When he did, the dog let out a mourning howl.



* * *



“You’re a grown woman.” Morgan lectured herself as she walked from her car to the front door. “A grown, single woman. You’re allowed to have sex.”

Besides, they couldn’t ground her.

She went in, dealt with the alarm. And seriously considered the cowardly route of going straight up to her room. There, she could shut the door and do a crazed happy dance.

Because she hadn’t just had sex. She’d had lots and lots of great sex and felt, simultaneously, as if she could sleep for the next three days and scale a mountain.

Cowardly and rude, she told herself, because she heard their voices from the kitchen. She strolled back, casually, she thought, to find them sitting at the counter over tea and cake.

Audrey smiled at her, blinked, then ratcheted up the smile.

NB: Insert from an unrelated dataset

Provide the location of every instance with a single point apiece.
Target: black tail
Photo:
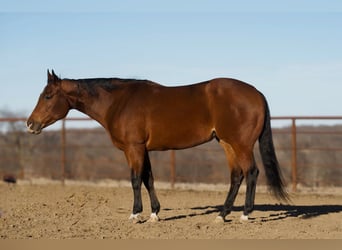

“Just in time for some of Gram’s famous pound cake. Did you have dinner?”

“Yes. Sorry I was gone so long.”

“You should have fun on your day off. Sit, have some tea. We’re thinking of adding the pound cake to the café menu. Have a slice and see what you think. We’re toying with serving it with raspberries and cream.”

Since they’d brewed a pot of tea, Morgan got out a cup.

“So, you and Miles went out to dinner?”

She felt her back itch as Olivia asked it.

“No, he grilled a couple of steaks. I made those potatoes I know how to make.”

“Isn’t that nice?”

The itch turned into a burn as she grabbed a dessert plate.

“And yes, we had sex. Lots of sex. And I’m going back for more tomorrow.”

Silence rang for a beat, then a second while she lifted the dome off the cake plate.